One of the most obvious changes will be in the meaning of "after college," which will change from when one graduates from college to when one leaves it. If you're starting your own company, why do you need a degree? We don't encourage people to start startups during college, among other things because it gives them a socially acceptable excuse for quitting, but the best founders are certainly capable of it. Some of the most successful companies we've funded were started by undergrads.
I grew up in a time where college degrees seemed really important, so I'm alarmed to be saying things like this, but there's nothing magical about a degree. There's nothing that magically changes after you take that last exam. The importance of degrees is due solely to the administrative needs of large organizations.

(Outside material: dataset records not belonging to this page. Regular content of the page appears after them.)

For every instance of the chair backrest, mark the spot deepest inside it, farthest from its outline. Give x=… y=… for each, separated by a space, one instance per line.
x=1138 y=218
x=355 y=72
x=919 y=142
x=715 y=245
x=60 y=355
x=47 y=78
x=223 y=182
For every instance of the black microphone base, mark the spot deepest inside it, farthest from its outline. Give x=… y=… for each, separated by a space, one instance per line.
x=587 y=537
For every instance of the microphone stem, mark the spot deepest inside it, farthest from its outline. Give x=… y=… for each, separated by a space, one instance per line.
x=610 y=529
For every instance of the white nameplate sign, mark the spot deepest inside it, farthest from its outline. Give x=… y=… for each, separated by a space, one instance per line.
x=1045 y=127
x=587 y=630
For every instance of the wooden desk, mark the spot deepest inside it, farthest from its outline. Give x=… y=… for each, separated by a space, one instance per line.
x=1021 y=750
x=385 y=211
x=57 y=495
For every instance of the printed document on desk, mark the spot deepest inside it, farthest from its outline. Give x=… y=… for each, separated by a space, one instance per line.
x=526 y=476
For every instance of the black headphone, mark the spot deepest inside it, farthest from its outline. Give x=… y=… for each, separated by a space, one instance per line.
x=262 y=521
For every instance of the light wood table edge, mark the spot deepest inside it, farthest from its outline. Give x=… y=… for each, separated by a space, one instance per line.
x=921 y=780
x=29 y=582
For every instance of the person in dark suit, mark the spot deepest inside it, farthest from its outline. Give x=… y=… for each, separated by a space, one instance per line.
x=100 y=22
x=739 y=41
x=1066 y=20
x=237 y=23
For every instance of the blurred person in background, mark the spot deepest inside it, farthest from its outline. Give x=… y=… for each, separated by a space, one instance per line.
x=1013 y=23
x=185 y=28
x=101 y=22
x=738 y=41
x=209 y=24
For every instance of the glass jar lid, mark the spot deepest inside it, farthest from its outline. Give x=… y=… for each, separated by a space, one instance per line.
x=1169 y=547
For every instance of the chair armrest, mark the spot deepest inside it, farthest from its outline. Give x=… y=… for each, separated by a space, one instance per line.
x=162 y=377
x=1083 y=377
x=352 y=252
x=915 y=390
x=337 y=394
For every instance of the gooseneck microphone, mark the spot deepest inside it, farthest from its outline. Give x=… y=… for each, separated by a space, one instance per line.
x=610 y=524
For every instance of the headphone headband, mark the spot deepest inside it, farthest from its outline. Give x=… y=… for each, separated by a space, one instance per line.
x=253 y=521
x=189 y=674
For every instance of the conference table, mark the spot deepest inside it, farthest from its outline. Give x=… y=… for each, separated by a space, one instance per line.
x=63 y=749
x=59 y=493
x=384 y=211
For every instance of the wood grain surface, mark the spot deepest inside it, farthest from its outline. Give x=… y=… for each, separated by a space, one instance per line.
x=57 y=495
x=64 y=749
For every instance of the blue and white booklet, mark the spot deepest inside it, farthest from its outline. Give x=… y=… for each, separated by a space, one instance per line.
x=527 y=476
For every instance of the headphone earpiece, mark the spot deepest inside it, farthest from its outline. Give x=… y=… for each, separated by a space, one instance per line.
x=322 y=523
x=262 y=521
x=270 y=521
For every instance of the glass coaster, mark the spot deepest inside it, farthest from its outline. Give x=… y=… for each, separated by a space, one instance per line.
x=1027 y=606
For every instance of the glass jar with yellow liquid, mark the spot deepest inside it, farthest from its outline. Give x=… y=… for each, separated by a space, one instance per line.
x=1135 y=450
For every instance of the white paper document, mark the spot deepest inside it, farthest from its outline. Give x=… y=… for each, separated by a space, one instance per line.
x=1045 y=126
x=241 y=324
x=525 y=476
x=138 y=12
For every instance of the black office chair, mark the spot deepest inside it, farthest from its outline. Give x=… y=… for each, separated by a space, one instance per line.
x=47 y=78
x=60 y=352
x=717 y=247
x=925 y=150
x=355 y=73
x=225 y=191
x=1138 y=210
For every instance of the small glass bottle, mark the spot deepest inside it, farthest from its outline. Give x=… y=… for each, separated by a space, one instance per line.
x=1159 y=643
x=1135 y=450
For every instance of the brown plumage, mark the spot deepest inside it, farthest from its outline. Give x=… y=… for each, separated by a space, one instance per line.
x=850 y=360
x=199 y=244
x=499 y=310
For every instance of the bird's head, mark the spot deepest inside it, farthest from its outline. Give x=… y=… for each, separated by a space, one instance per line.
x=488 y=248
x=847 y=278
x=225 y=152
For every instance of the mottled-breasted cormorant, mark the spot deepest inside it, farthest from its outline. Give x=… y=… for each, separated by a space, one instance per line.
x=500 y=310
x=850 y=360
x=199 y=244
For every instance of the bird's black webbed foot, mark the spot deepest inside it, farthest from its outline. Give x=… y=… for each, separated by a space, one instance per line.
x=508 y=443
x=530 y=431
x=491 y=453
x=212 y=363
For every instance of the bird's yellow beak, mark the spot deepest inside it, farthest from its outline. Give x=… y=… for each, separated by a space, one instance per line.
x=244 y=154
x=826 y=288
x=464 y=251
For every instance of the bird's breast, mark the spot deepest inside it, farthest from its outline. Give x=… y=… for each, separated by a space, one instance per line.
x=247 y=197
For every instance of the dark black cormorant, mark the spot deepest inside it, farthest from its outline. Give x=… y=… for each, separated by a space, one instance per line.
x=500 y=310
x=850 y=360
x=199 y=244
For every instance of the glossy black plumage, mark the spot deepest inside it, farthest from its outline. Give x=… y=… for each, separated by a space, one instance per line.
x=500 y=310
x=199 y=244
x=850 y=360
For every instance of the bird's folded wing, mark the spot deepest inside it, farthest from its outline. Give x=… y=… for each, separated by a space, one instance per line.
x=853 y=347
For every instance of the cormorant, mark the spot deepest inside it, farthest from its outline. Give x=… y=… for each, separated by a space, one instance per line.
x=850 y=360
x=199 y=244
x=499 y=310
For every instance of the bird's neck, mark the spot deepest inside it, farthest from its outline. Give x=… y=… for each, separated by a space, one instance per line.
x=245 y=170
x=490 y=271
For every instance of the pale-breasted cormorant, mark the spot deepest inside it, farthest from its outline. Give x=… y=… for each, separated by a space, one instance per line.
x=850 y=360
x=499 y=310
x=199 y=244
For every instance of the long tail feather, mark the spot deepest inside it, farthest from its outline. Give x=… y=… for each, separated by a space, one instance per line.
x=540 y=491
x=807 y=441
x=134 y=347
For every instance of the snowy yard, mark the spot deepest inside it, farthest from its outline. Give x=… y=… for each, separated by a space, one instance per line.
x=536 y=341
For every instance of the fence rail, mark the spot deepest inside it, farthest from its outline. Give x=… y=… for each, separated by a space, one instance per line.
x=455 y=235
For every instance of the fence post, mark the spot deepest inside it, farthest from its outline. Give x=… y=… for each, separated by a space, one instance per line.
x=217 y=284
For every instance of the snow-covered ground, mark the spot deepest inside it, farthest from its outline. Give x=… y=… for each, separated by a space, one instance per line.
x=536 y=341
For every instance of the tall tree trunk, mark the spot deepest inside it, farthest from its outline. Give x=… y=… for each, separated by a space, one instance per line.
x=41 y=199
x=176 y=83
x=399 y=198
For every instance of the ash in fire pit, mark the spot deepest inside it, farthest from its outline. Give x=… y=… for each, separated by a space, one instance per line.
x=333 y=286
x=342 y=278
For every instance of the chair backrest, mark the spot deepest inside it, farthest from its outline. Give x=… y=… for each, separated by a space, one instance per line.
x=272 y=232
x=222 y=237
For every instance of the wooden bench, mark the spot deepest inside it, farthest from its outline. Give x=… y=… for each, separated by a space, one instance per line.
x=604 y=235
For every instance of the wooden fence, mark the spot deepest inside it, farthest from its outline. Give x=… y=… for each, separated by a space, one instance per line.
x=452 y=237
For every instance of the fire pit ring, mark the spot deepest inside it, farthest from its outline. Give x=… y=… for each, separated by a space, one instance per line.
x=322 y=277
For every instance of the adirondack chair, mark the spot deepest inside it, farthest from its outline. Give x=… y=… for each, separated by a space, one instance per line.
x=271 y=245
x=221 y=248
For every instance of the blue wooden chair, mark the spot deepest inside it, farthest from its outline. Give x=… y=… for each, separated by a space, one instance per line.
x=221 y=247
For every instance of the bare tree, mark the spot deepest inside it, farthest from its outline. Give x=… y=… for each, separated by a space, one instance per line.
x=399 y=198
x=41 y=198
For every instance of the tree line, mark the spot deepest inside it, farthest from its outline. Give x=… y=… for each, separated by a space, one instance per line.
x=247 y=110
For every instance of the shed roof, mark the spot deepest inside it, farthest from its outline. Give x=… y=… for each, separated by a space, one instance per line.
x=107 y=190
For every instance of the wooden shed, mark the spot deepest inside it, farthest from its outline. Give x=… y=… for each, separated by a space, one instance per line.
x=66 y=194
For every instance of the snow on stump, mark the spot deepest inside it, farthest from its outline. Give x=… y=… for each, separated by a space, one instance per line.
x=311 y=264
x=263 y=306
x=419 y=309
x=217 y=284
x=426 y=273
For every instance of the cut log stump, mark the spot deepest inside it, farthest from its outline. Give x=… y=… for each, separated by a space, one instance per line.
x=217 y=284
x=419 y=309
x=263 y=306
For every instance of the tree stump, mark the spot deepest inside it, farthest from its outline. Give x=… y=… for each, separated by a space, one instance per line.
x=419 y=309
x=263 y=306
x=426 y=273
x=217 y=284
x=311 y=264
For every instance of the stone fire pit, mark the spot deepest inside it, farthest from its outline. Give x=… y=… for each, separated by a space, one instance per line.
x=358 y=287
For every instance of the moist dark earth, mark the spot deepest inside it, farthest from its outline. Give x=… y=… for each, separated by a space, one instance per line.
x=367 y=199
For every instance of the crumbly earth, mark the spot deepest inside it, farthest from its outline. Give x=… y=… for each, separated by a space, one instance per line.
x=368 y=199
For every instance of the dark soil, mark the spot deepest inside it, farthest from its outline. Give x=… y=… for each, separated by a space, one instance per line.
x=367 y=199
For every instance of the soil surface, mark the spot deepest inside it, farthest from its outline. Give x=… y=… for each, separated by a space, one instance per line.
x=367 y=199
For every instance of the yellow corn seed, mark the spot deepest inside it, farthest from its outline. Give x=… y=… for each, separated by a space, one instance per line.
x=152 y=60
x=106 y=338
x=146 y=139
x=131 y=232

These can certainly affect your life—it's hard to get into grad school, or to get a work visa in the US, without an undergraduate degree—but tests like this will matter less and less.
As well as mattering less whether students get degrees, it will also start to matter less where they go to college. In a startup you're judged by users, and they don't care where you went to college. So in a world of startups, elite universities will play less of a role as gatekeepers. In the US it's a national scandal how easily children of rich parents game college admissions. But the way this problem ultimately gets solved may not be by reforming the universities but by going around them. We in the technology world are used to that sort of solution: you don't beat the incumbents; you redefine the problem to make them irrelevant.
The greatest value of universities is not the brand name or perhaps even the classes so much as the other students you meet there. If it becomes common to start a startup after college, people may start consciously trying to maximize this. Instead of focusing on getting internships with companies they want to work for, students may start to focus on working with other students they want as cofounders.